Chapter 19: External Migration and Backward Compatibility
Reading Contract: Use this chapter to treat migration as architecture. Track compatibility lanes, session import, legacy shapes, and where adapters prevent old state from corrupting new contracts.
Source boundary: named files, types, functions, tests, schemas, and request or event shapes are verified source only where this chapter links to the pinned Codex commit or its Source Map. Broader architecture terms such as “runtime”, “owner”, “projection”, and “contract” are surrounding contract inference from those visible anchors, not claims about OpenAI service internals.
Chapter 18 separated extension planes into skills, plugins, connectors, and typed extensions. This chapter asks what happens when users arrive with existing agent configurations and histories that were not born inside those planes. Migration is the bridge, and compatibility is the discipline that keeps the bridge from becoming a pile of special cases.
You are here: Codex can load native extension surfaces with explicit trust boundaries.
Problem: users bring external configs, commands, hooks, subagents, MCP servers, and JSONL sessions whose semantics do not perfectly match Codex.
Mental model: migration is conservative translation into native artifacts plus metadata, not emulation of another agent runtime.
Backward compatibility in an agent system is not only about accepting old API fields. It is also about accepting user history, workflow habits, and local automation without allowing ambiguous behavior to become hidden authority. Codex treats migration as a controlled import path: read a source artifact, recognize supported constructs, translate them into Codex-native shapes, skip unsafe or dynamic cases, and record enough metadata to avoid duplicate work.
The final node matters. A migrated hook should run as a Codex hook. A migrated command should behave as a Codex skill or workflow unit. An imported session should become rollout history. The migration layer should not remain in the turn loop.
Configuration Migration
External configuration migration handles several artifact families:
| Source artifact | Native destination | Conservative rule |
|---|---|---|
| MCP server entries | Codex MCP configuration | import supported transports and skip disabled or unsupported entries |
| hooks | Codex hook configuration | convert only handlers that match the structured hook model |
| commands | skills or workflow units | require stable metadata and skip dynamic runtime expansion |
| subagents | agent definitions or skill-like instructions | keep only fields Codex can represent safely |
The conservative rule is the architecture. Migration should never guess a permission boundary. If an external command relies on provider-specific runtime expansion, the safe behavior is to skip it and report why. If a hook handler cannot be represented in the Codex hook schema, the safe behavior is not to smuggle it through as arbitrary shell text. If a target file already exists, the importer should preserve it rather than overwrite a user’s native configuration.

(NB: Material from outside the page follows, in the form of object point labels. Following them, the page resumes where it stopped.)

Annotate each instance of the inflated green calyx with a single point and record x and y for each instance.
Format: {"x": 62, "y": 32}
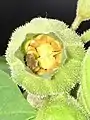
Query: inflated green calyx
{"x": 57, "y": 74}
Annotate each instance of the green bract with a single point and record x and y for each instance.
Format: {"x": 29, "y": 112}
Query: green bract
{"x": 67, "y": 74}
{"x": 83, "y": 13}
{"x": 61, "y": 108}
{"x": 86, "y": 36}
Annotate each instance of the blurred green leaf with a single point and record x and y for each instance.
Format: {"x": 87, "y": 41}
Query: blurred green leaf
{"x": 85, "y": 91}
{"x": 3, "y": 65}
{"x": 13, "y": 106}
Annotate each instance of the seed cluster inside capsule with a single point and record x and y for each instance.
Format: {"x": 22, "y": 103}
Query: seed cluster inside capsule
{"x": 43, "y": 54}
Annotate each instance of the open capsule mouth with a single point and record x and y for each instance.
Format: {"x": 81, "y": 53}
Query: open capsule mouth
{"x": 43, "y": 54}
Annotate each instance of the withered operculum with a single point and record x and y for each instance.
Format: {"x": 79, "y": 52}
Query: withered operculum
{"x": 43, "y": 54}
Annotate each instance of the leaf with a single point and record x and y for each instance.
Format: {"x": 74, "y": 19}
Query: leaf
{"x": 83, "y": 13}
{"x": 12, "y": 104}
{"x": 86, "y": 36}
{"x": 61, "y": 108}
{"x": 85, "y": 83}
{"x": 3, "y": 65}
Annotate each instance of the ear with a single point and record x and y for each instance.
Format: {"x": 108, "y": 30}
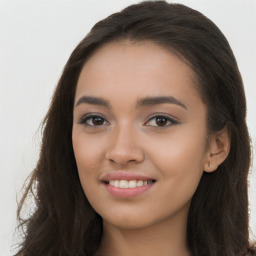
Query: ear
{"x": 218, "y": 150}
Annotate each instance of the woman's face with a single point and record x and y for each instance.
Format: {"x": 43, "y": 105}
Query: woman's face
{"x": 139, "y": 134}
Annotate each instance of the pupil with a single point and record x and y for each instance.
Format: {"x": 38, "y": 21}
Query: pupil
{"x": 97, "y": 120}
{"x": 161, "y": 121}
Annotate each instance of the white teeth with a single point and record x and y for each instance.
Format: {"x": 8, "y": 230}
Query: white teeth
{"x": 139, "y": 183}
{"x": 116, "y": 183}
{"x": 129, "y": 184}
{"x": 132, "y": 184}
{"x": 123, "y": 184}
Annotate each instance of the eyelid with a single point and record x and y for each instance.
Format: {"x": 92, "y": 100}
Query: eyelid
{"x": 170, "y": 118}
{"x": 88, "y": 116}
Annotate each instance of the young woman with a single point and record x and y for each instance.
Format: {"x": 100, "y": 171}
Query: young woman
{"x": 145, "y": 147}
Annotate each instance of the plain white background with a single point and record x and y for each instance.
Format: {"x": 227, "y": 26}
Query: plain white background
{"x": 36, "y": 39}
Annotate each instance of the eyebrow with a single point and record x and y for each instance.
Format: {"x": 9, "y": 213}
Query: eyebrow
{"x": 159, "y": 100}
{"x": 148, "y": 101}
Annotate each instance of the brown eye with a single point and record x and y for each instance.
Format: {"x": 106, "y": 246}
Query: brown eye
{"x": 93, "y": 121}
{"x": 97, "y": 120}
{"x": 161, "y": 121}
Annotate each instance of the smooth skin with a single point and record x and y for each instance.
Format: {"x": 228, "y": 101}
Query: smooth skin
{"x": 117, "y": 129}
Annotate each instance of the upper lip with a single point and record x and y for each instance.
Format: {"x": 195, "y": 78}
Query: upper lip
{"x": 122, "y": 175}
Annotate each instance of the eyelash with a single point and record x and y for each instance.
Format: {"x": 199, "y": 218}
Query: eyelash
{"x": 84, "y": 120}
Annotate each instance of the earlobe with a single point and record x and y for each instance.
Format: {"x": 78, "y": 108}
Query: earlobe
{"x": 218, "y": 150}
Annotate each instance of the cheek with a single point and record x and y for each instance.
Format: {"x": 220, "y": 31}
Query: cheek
{"x": 180, "y": 157}
{"x": 88, "y": 155}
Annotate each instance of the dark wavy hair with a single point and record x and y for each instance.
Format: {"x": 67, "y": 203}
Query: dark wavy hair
{"x": 63, "y": 222}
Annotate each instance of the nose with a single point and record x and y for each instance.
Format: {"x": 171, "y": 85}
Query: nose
{"x": 124, "y": 147}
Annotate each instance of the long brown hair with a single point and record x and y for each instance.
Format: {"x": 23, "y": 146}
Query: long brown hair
{"x": 64, "y": 223}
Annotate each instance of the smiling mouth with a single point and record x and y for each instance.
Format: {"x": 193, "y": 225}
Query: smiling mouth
{"x": 129, "y": 183}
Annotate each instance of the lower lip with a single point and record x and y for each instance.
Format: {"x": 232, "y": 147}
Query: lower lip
{"x": 127, "y": 192}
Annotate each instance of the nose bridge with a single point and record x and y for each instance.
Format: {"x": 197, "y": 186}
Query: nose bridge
{"x": 125, "y": 146}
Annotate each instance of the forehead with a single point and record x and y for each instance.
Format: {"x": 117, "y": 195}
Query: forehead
{"x": 136, "y": 69}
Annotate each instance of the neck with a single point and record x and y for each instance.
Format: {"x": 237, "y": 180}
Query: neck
{"x": 167, "y": 238}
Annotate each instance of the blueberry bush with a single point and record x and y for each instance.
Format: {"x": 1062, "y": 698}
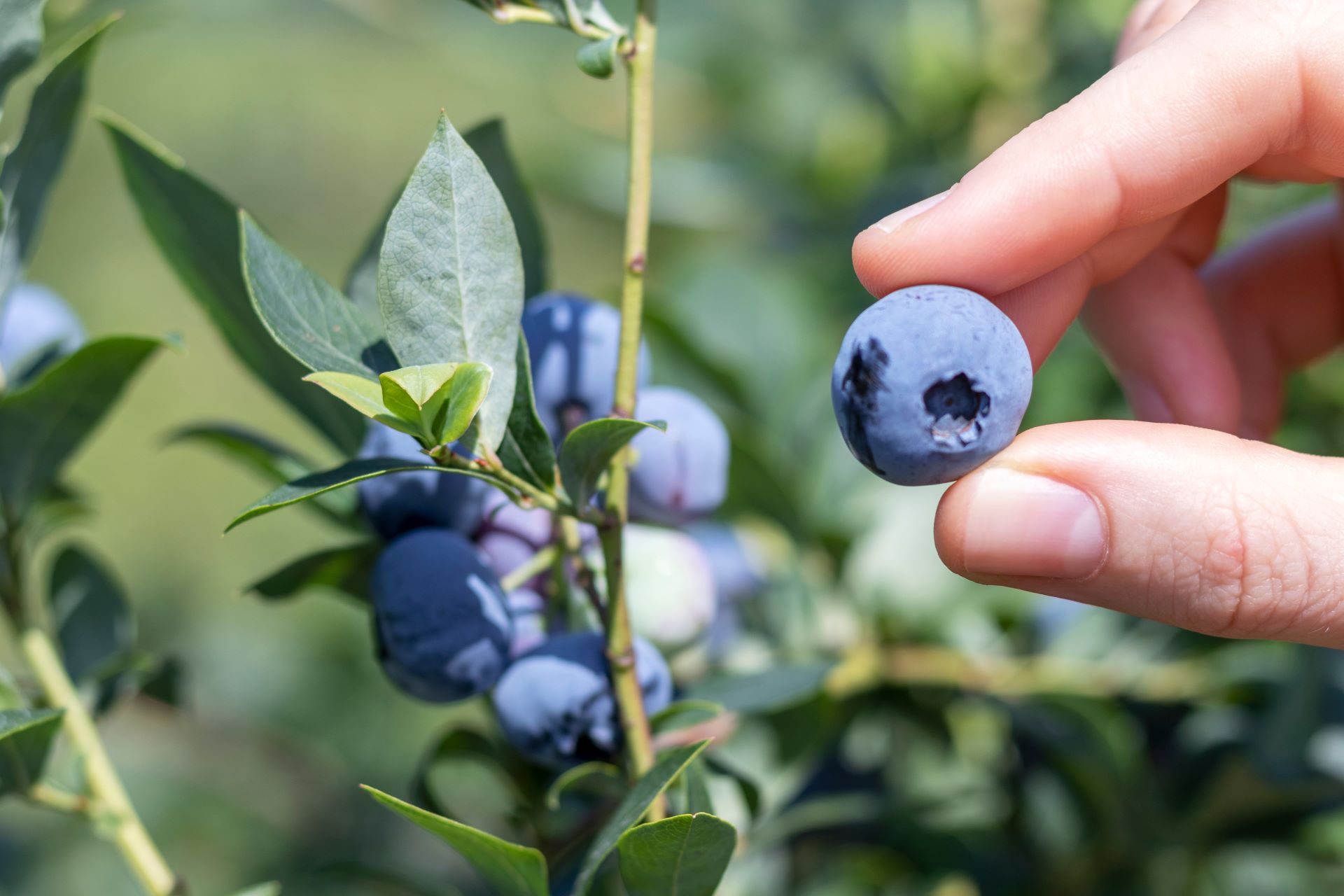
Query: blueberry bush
{"x": 550, "y": 415}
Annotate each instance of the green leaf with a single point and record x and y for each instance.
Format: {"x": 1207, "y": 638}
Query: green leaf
{"x": 510, "y": 869}
{"x": 588, "y": 450}
{"x": 197, "y": 232}
{"x": 308, "y": 317}
{"x": 261, "y": 890}
{"x": 20, "y": 39}
{"x": 467, "y": 393}
{"x": 451, "y": 273}
{"x": 346, "y": 570}
{"x": 410, "y": 391}
{"x": 764, "y": 692}
{"x": 636, "y": 802}
{"x": 598, "y": 57}
{"x": 311, "y": 486}
{"x": 140, "y": 673}
{"x": 31, "y": 169}
{"x": 45, "y": 422}
{"x": 90, "y": 613}
{"x": 270, "y": 460}
{"x": 26, "y": 738}
{"x": 11, "y": 696}
{"x": 527, "y": 449}
{"x": 679, "y": 856}
{"x": 489, "y": 144}
{"x": 570, "y": 777}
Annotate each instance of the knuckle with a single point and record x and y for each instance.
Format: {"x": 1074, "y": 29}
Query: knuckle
{"x": 1247, "y": 573}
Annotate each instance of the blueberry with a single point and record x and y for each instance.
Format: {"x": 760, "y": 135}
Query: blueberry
{"x": 670, "y": 586}
{"x": 527, "y": 608}
{"x": 574, "y": 344}
{"x": 36, "y": 328}
{"x": 737, "y": 573}
{"x": 555, "y": 703}
{"x": 930, "y": 383}
{"x": 440, "y": 617}
{"x": 403, "y": 501}
{"x": 680, "y": 475}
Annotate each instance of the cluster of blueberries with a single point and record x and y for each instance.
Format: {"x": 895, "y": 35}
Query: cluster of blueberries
{"x": 36, "y": 328}
{"x": 444, "y": 625}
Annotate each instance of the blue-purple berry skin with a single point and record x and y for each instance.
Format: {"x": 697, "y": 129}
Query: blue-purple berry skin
{"x": 401, "y": 503}
{"x": 680, "y": 475}
{"x": 929, "y": 384}
{"x": 441, "y": 618}
{"x": 36, "y": 327}
{"x": 574, "y": 343}
{"x": 555, "y": 703}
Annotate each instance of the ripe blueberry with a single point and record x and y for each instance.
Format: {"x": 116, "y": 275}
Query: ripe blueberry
{"x": 555, "y": 703}
{"x": 573, "y": 343}
{"x": 440, "y": 617}
{"x": 930, "y": 383}
{"x": 403, "y": 501}
{"x": 670, "y": 586}
{"x": 680, "y": 475}
{"x": 36, "y": 327}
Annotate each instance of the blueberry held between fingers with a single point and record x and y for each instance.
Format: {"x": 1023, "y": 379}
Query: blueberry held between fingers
{"x": 440, "y": 617}
{"x": 400, "y": 503}
{"x": 36, "y": 328}
{"x": 574, "y": 344}
{"x": 680, "y": 475}
{"x": 930, "y": 383}
{"x": 555, "y": 701}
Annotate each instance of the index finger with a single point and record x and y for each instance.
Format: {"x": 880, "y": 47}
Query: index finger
{"x": 1167, "y": 127}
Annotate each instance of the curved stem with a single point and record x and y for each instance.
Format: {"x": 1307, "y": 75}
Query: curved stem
{"x": 620, "y": 645}
{"x": 127, "y": 830}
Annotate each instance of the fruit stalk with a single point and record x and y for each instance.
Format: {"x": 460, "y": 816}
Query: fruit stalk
{"x": 638, "y": 62}
{"x": 127, "y": 830}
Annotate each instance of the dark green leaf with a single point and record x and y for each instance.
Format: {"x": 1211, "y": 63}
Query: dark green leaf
{"x": 636, "y": 802}
{"x": 764, "y": 692}
{"x": 588, "y": 450}
{"x": 197, "y": 230}
{"x": 26, "y": 738}
{"x": 508, "y": 868}
{"x": 270, "y": 460}
{"x": 31, "y": 168}
{"x": 679, "y": 856}
{"x": 45, "y": 422}
{"x": 308, "y": 317}
{"x": 698, "y": 789}
{"x": 20, "y": 38}
{"x": 598, "y": 57}
{"x": 527, "y": 449}
{"x": 491, "y": 144}
{"x": 89, "y": 610}
{"x": 311, "y": 486}
{"x": 451, "y": 274}
{"x": 141, "y": 675}
{"x": 344, "y": 570}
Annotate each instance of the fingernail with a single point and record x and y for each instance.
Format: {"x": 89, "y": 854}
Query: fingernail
{"x": 1148, "y": 403}
{"x": 1031, "y": 526}
{"x": 895, "y": 219}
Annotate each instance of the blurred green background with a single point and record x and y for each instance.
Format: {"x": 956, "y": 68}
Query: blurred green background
{"x": 784, "y": 127}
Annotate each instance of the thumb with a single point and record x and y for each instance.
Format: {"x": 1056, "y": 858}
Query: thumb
{"x": 1177, "y": 524}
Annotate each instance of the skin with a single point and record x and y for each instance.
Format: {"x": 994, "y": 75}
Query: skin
{"x": 1117, "y": 202}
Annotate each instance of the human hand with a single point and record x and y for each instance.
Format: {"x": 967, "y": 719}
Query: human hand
{"x": 1110, "y": 209}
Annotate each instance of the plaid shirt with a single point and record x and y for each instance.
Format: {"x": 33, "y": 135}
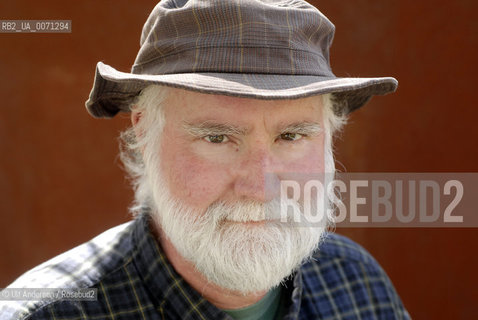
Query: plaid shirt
{"x": 135, "y": 281}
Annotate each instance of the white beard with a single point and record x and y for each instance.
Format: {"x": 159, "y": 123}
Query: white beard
{"x": 245, "y": 258}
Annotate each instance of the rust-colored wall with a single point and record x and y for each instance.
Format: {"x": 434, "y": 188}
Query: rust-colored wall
{"x": 60, "y": 183}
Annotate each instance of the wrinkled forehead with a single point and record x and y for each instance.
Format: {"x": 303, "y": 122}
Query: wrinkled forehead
{"x": 194, "y": 106}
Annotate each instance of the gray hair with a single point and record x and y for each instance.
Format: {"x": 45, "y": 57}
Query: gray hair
{"x": 145, "y": 134}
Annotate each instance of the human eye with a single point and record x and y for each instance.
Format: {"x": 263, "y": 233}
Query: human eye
{"x": 291, "y": 136}
{"x": 216, "y": 138}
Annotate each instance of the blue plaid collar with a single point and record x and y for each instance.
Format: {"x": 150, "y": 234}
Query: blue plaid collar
{"x": 175, "y": 297}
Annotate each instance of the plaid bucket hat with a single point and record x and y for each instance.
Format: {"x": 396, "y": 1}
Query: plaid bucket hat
{"x": 262, "y": 49}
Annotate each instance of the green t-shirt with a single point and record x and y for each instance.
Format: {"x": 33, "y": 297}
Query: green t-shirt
{"x": 268, "y": 308}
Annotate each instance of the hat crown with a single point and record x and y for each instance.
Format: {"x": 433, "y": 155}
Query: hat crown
{"x": 235, "y": 36}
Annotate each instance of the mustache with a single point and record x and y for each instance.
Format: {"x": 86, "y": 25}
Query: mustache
{"x": 249, "y": 210}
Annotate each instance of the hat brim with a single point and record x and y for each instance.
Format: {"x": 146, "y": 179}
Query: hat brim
{"x": 114, "y": 91}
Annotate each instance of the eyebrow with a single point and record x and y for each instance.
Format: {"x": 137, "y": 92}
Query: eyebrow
{"x": 207, "y": 128}
{"x": 304, "y": 128}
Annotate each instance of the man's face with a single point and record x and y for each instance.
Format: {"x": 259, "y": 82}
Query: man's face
{"x": 217, "y": 148}
{"x": 209, "y": 193}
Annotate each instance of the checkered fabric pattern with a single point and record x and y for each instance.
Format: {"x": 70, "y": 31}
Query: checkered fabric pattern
{"x": 270, "y": 49}
{"x": 135, "y": 281}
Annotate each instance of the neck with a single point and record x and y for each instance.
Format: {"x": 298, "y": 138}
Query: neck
{"x": 218, "y": 296}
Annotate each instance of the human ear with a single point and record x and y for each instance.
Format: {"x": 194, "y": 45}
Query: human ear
{"x": 135, "y": 118}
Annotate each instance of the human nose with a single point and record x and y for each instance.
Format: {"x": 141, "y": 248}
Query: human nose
{"x": 256, "y": 177}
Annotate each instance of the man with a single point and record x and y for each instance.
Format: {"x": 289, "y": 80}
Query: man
{"x": 226, "y": 99}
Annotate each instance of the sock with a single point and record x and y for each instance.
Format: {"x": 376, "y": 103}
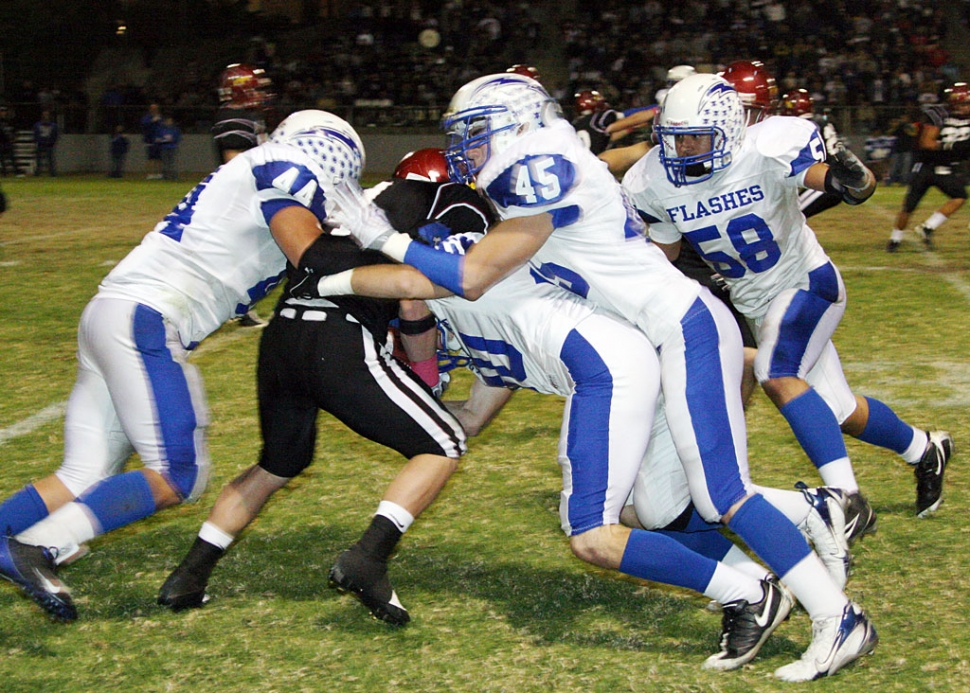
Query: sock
{"x": 771, "y": 535}
{"x": 712, "y": 544}
{"x": 739, "y": 560}
{"x": 779, "y": 544}
{"x": 791, "y": 503}
{"x": 202, "y": 558}
{"x": 401, "y": 518}
{"x": 23, "y": 509}
{"x": 380, "y": 538}
{"x": 656, "y": 557}
{"x": 119, "y": 500}
{"x": 730, "y": 585}
{"x": 812, "y": 585}
{"x": 64, "y": 530}
{"x": 816, "y": 429}
{"x": 935, "y": 220}
{"x": 213, "y": 535}
{"x": 885, "y": 429}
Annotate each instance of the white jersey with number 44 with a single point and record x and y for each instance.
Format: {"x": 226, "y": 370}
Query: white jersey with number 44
{"x": 213, "y": 255}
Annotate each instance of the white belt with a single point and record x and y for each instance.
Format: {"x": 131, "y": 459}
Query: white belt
{"x": 309, "y": 315}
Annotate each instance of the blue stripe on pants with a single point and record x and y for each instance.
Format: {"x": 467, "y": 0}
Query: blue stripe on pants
{"x": 588, "y": 443}
{"x": 173, "y": 401}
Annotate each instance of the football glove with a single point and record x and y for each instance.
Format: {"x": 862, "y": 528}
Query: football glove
{"x": 304, "y": 285}
{"x": 847, "y": 168}
{"x": 360, "y": 217}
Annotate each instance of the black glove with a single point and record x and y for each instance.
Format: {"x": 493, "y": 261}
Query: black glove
{"x": 847, "y": 168}
{"x": 303, "y": 284}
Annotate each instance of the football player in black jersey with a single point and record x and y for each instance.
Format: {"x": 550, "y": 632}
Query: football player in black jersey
{"x": 941, "y": 149}
{"x": 332, "y": 354}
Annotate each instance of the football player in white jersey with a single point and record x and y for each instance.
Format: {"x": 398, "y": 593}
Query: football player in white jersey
{"x": 224, "y": 246}
{"x": 733, "y": 193}
{"x": 526, "y": 332}
{"x": 565, "y": 215}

// Pseudocode - illustrative pattern.
for each source_entry in external_config:
kind = classify(source_entry)
if not supported(kind, source_entry):
report_skip(source_entry, reason)
continue
target = compute_native_target(source_entry)
if target.exists:
report_preserved(target)
continue
native_artifact = convert_to_codex_shape(source_entry)
write_native_artifact(target, native_artifact)This is compatibility through translation, not compatibility through unbounded interpretation.
Session Import
Session import is different from config migration because history is not a future capability. It is evidence of past conversation. External JSONL sessions can contain user messages, assistant messages, tool calls, tool outputs, titles, working directories, token usage, and source-specific records. Codex has to translate enough of that history into rollout items that its own thread and history reconstruction can understand.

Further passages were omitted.